Where both Trump and Harris are aligned is with “the emerging Washington bipartisan consensus on China: innovation policy at home, strategic decoupling abroad”. The reason Biden and Harris were able to secure increases in R&D funding is very much because it was tied towards maintaining the USA’s technological supremacy against China, and rebuilding high-tech manufacturing capacity. This is likely to continue - adding to the continuing global advanced technology subsidy race and rising technological protectionism. As I’ve written about before, Canada is getting drawn into this vision of American economic security, and it is far from clear that this is in Canada’s best interests.
Evolving Innovation Districts
From the big picture of innovation policy to a local lens on how university-industry collaboration is evolving. This write-up of a panel from the Times Higher Education’s World Academic Summit has some interesting takeaways on place-based innovation. Faye Bowser, VP for Higher Education at Siemens, emphasized their shift from singular relationships with universities towards more “purpose-driven” ecosystem approaches that bring in more partners.

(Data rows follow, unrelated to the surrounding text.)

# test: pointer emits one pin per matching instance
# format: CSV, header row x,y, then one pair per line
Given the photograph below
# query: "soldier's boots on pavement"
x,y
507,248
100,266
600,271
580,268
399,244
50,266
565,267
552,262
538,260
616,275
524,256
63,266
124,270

Bowser and Daniel Diermeier, chancellor of Vanderbilt University, both emphasized too how the geography of innovation in the US is changing, with an “exodus from the coastal areas - California, New York - and the Midwest” to the Sun Belt. This is in part driven by affordability and tax policy, as the panellists point out, but shifting innovation activity to a broader geographic base is a major aspect of recent US policies. As Brookings Institution expert Mark Muro has highlighted before:
nearly half of all federal R&D spending flowing to just six states, and often concentrating in a small number of metropolitan areas. As a result, the nation’s high-productivity, high-pay innovation economy has become hyper-concentrated in just a handful of “superstar” cities, with most other places falling far behind.
While in Canada we often bemoan the “peanut butter” getting spread too thin - it is interesting to note the shift in both activity and policy in the US towards a more Canadian model of spreading broad-based geographical innovation.